# Shaft question



## ezra

Does aftermarket shafts like aldila, make a big difference compared to stock graphite shafts that come on drivers? I have a nike sumo. My swing speed for my driver is 110 and I was thinking about trying the Aldila NV shaft to see if it makes a difference. Any suggestions????


----------



## 65nlovenit

In most cases ezra, manufacturers will install a pretty high grade shaft in their new clubs, they want them to perform well so that you'll brag up their equipment. You can buy some pretty high priced replacement shafts, but whether they'll do anything for your swing or distance is really guess work. The only reason I might go looking for a replacemnet shaft is if it was the wrong flex for my swing speed. Your 110 should be looking at a regular or even a stiff flex, the trouble is that the shaft manufacturers have no industry standard, so one companies stiff may be another companies regular. Hell of a lot help aren't I.

Del


----------



## bjterry62

What shaft does your Sumo currently have in it. The stock Diamana shaft has around 4 to 4.5 degrees of torque and weighs approx 65gms with a variable bend point depending on the flex. Here is the link to the NikeGolf website. 
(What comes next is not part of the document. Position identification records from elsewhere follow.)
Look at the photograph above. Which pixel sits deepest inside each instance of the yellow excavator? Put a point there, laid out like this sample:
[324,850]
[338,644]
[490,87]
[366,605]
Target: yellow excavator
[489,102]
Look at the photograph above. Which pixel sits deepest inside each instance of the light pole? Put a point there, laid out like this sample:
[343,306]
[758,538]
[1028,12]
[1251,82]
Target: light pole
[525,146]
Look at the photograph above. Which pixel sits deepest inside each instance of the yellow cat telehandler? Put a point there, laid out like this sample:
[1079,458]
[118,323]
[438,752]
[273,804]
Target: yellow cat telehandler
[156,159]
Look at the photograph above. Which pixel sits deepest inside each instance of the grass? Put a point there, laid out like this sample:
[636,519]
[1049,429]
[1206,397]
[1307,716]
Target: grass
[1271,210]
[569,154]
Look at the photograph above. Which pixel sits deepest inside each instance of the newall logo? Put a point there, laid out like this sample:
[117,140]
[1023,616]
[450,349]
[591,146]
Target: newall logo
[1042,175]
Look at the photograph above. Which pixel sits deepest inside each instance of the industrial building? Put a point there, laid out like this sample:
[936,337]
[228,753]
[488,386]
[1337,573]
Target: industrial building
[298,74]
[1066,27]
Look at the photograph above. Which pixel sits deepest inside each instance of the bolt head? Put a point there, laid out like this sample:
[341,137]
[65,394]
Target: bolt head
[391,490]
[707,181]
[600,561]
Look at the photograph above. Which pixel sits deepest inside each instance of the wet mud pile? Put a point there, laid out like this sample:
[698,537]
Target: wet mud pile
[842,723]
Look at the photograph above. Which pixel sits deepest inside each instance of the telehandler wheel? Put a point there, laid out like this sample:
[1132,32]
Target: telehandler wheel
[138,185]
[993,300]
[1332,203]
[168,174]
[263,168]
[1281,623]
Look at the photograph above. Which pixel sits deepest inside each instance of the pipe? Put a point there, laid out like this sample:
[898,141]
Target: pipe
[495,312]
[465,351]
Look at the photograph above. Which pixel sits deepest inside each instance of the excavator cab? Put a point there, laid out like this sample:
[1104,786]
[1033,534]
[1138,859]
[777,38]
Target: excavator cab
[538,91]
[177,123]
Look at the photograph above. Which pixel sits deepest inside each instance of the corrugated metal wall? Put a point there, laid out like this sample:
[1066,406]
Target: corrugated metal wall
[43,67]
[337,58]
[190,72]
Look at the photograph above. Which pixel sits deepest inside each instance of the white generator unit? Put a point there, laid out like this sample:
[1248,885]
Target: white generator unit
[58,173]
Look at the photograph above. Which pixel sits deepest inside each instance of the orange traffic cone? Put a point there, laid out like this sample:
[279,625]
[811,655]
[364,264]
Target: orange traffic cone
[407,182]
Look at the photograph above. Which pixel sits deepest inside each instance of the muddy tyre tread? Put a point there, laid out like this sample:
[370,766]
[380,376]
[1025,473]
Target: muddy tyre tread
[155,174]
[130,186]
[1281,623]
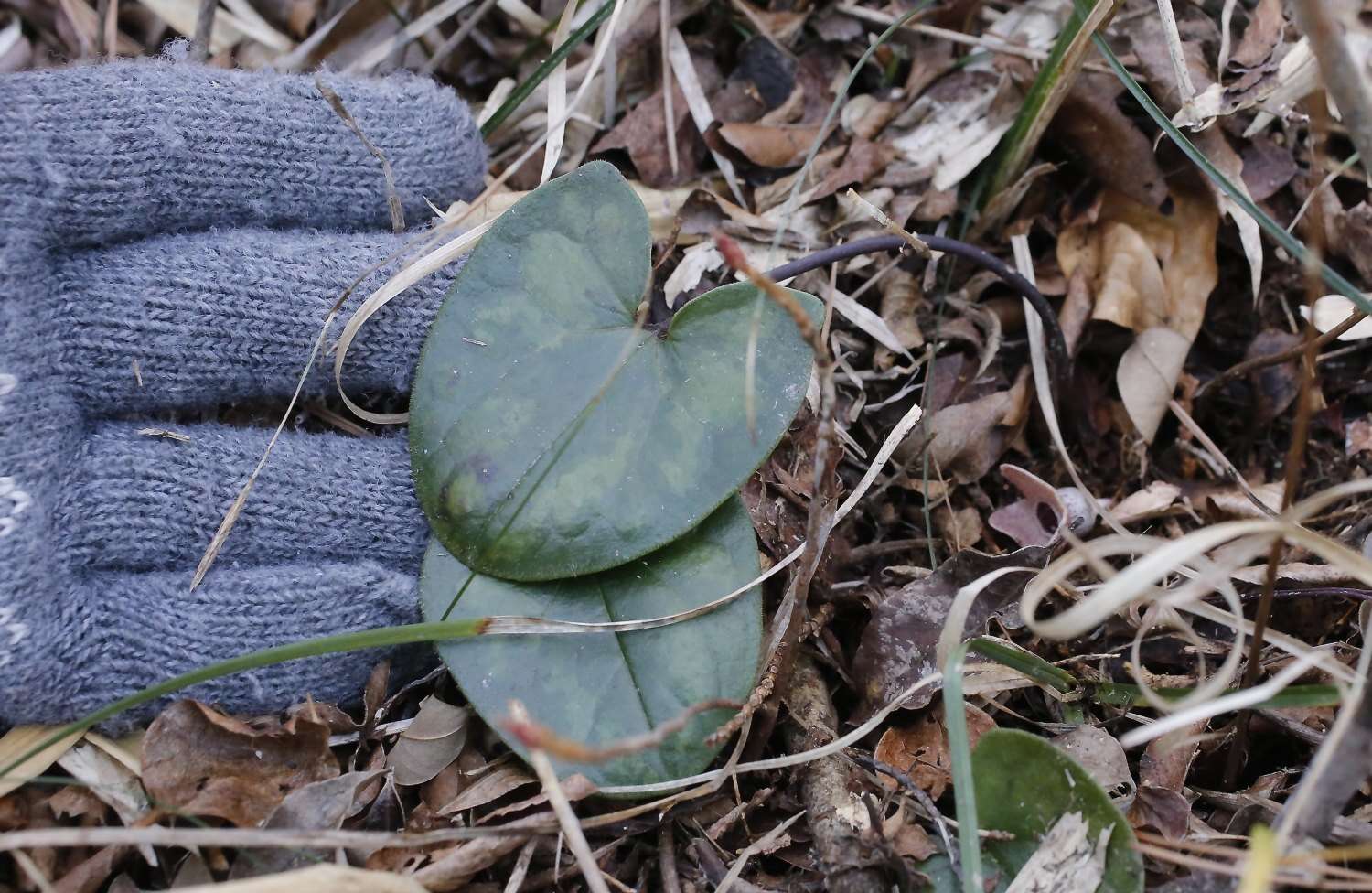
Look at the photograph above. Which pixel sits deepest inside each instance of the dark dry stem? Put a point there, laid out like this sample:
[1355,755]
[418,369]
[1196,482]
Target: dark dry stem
[820,517]
[392,198]
[844,854]
[203,27]
[1295,459]
[1056,343]
[1270,360]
https://www.nike.com/nikegolf/index.htm?sitesrc=uslanding

Click on Products near the top left and choose Drivers. Pick your club from the list, then go to the specifications page for the Sumo, there is a tab that says Shaft/Grip. The full specs of the shaft are listed there.

Is there something that doesn't seem right witht he current shaft? List some info like ball flight and trajectory and what you want to change and I can point you towards some shafts that might give you what you're looking for.

BT


----------



## cbwheeler

The stock shaft in that club isn't all that great. I'm partial to Grafalloy's Prolaunch Blue or Prolaunch Red. There are a lot of different shafts out there right now, but I like to stick with what works. Grafalloy is a division of True Temper, which about 95% of tour pros play, so they've gotta be doing something right.
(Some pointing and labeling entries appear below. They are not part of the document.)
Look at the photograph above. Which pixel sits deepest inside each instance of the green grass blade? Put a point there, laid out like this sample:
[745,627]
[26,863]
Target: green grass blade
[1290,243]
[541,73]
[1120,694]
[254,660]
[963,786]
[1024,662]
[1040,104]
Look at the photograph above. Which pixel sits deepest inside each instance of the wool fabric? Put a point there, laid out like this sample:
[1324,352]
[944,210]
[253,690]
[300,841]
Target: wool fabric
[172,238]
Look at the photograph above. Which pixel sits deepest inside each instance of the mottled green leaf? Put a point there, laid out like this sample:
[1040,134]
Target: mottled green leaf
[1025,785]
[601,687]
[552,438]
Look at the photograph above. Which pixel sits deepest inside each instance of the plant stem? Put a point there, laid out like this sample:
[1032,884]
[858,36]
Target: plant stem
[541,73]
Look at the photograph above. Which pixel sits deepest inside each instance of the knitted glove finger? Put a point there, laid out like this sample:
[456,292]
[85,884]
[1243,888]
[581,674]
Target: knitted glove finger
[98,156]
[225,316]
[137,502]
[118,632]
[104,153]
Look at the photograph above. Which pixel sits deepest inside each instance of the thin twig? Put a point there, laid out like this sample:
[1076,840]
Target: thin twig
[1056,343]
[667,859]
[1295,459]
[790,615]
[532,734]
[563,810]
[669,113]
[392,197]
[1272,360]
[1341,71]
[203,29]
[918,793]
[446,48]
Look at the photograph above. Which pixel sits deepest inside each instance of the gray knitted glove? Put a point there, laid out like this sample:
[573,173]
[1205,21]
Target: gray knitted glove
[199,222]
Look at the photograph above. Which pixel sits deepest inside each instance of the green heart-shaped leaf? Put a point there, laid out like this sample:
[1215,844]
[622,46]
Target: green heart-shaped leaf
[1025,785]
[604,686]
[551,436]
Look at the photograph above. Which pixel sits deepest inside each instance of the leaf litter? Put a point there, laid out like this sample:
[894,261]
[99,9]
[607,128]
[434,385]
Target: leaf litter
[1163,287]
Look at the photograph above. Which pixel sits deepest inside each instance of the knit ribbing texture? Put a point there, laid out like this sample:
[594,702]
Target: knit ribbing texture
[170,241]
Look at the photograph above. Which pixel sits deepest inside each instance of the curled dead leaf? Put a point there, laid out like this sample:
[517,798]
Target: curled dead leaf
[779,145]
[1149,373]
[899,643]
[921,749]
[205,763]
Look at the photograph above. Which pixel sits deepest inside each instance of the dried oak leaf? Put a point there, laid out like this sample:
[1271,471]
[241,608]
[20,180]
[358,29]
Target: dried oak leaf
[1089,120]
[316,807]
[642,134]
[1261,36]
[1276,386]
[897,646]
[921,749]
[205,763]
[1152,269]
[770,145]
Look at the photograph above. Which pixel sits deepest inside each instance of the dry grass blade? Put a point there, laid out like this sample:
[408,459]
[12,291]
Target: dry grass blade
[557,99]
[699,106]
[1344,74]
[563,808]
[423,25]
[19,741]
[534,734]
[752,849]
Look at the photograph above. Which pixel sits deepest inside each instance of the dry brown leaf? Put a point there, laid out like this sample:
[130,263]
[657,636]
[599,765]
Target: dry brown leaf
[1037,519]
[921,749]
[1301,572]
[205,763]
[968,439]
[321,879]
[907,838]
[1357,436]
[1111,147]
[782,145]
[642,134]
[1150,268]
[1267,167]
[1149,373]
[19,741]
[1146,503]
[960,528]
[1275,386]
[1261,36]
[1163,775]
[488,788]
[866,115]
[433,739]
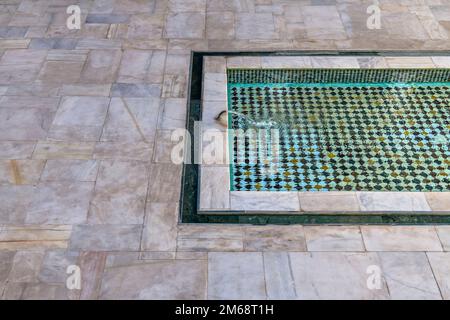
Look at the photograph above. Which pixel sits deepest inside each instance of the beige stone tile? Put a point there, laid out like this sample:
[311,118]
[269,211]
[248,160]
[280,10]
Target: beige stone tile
[131,120]
[278,276]
[15,201]
[63,150]
[333,238]
[393,201]
[164,182]
[101,66]
[250,26]
[160,228]
[334,276]
[438,201]
[60,203]
[175,279]
[140,151]
[106,237]
[79,119]
[92,265]
[220,25]
[440,263]
[120,193]
[236,275]
[173,114]
[400,238]
[24,123]
[264,201]
[274,238]
[214,188]
[34,237]
[444,235]
[215,87]
[328,201]
[20,171]
[26,266]
[409,276]
[15,150]
[70,170]
[187,25]
[61,71]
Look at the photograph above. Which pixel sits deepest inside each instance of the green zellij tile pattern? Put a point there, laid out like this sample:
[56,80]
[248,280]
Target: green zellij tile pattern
[342,137]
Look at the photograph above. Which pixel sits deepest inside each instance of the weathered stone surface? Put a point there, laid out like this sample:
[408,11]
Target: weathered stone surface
[60,203]
[70,170]
[131,120]
[120,193]
[409,276]
[325,275]
[34,237]
[177,279]
[160,228]
[333,238]
[98,237]
[79,119]
[236,275]
[101,66]
[400,238]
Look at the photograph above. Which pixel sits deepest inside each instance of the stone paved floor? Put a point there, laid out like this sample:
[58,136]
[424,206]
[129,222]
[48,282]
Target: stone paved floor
[85,174]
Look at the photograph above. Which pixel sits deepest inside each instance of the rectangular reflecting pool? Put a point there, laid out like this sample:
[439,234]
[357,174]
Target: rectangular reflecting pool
[340,129]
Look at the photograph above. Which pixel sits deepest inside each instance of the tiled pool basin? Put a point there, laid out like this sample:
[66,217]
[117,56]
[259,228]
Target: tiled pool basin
[341,129]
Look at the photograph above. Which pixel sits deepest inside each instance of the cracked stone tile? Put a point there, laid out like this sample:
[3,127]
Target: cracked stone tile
[158,279]
[333,238]
[70,170]
[135,90]
[160,227]
[140,151]
[236,275]
[54,265]
[274,238]
[139,66]
[98,237]
[145,26]
[186,25]
[61,71]
[20,171]
[400,238]
[250,26]
[444,236]
[15,201]
[278,276]
[164,182]
[60,203]
[325,275]
[409,276]
[220,25]
[120,193]
[101,66]
[79,119]
[440,263]
[23,56]
[26,266]
[25,123]
[131,120]
[63,150]
[34,237]
[15,150]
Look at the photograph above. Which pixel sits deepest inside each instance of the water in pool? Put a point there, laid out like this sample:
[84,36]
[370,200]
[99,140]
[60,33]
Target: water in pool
[343,130]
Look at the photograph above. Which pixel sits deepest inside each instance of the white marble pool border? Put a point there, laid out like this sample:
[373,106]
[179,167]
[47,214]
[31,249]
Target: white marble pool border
[215,194]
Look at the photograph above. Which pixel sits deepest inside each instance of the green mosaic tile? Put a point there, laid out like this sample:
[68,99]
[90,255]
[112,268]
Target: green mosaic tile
[342,136]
If you really want a winner, go with the Grafalloy EPIC.

BTW, 110 swing speed. You're about perfect for a stiff flex rating.


----------



## 300Yards

65nlovenit said:


> Your 110 should be looking at a regular or even a stiff flex,
> 
> Del


His 110, is perfect for a stiff..


----------



## cbwheeler

Man I picked up my stiff shafted driver after playing an XS for a week and a half and it felt like a rope it was so flexy, lol. No wonder I couldn't swing at it without it ballooning or snap hooking. Looks like it'll be XS in the new driver for me.


----------



## JPsuff

.


I don't place a lot of faith in stock shafts.
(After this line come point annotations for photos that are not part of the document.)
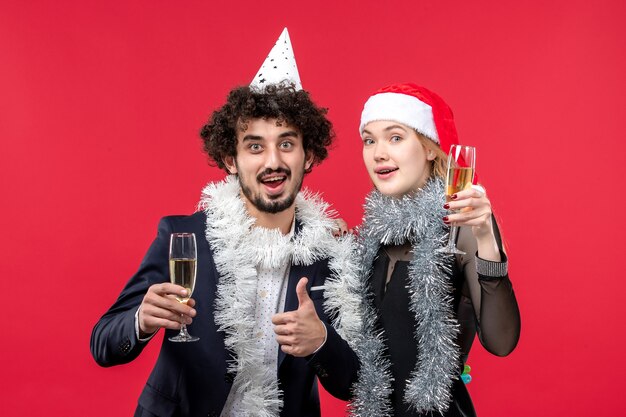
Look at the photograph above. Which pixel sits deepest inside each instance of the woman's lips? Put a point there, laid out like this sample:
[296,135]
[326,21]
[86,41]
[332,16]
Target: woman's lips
[385,172]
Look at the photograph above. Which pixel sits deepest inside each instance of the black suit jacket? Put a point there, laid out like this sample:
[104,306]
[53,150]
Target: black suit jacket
[191,379]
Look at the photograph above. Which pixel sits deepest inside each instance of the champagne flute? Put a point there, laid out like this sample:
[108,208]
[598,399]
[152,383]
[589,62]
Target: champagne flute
[461,165]
[183,260]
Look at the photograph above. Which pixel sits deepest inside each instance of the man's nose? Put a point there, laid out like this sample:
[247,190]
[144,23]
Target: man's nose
[273,159]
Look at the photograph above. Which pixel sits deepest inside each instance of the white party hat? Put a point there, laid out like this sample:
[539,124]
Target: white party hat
[279,66]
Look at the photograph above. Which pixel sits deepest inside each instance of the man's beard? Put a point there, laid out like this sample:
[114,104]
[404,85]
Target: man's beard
[269,206]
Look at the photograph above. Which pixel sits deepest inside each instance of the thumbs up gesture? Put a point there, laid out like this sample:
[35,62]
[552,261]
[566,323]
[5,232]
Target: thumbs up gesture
[300,332]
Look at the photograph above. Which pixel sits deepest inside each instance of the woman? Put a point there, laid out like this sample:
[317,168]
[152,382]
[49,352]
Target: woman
[413,319]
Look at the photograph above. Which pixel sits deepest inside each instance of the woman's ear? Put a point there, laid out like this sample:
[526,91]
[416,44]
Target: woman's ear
[229,161]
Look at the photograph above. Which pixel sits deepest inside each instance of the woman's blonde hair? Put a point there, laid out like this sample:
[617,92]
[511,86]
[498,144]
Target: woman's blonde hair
[439,165]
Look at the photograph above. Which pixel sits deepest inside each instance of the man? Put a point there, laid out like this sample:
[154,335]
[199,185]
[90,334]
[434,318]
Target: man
[264,252]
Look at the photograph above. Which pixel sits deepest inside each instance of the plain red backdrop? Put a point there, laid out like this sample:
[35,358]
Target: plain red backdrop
[100,107]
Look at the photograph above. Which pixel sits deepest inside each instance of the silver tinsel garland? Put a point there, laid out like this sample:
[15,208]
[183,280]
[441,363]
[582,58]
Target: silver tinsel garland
[238,247]
[391,221]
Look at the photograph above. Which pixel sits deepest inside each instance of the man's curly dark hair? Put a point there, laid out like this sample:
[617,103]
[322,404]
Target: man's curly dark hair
[281,102]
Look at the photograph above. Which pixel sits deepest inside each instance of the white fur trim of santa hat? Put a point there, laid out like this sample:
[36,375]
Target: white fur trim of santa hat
[402,108]
[279,66]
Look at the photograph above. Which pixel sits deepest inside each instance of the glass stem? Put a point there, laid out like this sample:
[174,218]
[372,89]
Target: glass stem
[452,240]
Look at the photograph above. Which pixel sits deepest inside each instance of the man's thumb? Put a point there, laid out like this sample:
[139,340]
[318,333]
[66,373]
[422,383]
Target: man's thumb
[303,296]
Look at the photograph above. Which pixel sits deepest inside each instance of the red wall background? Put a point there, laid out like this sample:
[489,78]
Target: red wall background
[101,103]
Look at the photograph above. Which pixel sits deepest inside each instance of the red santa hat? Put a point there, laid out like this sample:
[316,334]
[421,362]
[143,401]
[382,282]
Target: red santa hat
[416,107]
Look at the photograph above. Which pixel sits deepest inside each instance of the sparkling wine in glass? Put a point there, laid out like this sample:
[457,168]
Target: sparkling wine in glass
[461,166]
[183,260]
When I bought my 425, I ordered it with a 75g Stiff shaft (Re*Ax/Rombax) based upon trying someone else's 425 fitted with a 757 stiff which felt pretty good but a bit tip-heavy. So, I figured that a stock Re*Ax might work, but it was just OK at best. It felt very "spaghetti=like" at impact.

So, I ordered a UST V2 75-X and it was as if I installed a supercharger on my driver. The first swing felt solid and the ball shot off the clubface as if fired from a cannon. And after changing the forward weights from the stock 2g to a 6g (inside) and a 4g (outside), I'm hitting either arrow straight or with a slight draw.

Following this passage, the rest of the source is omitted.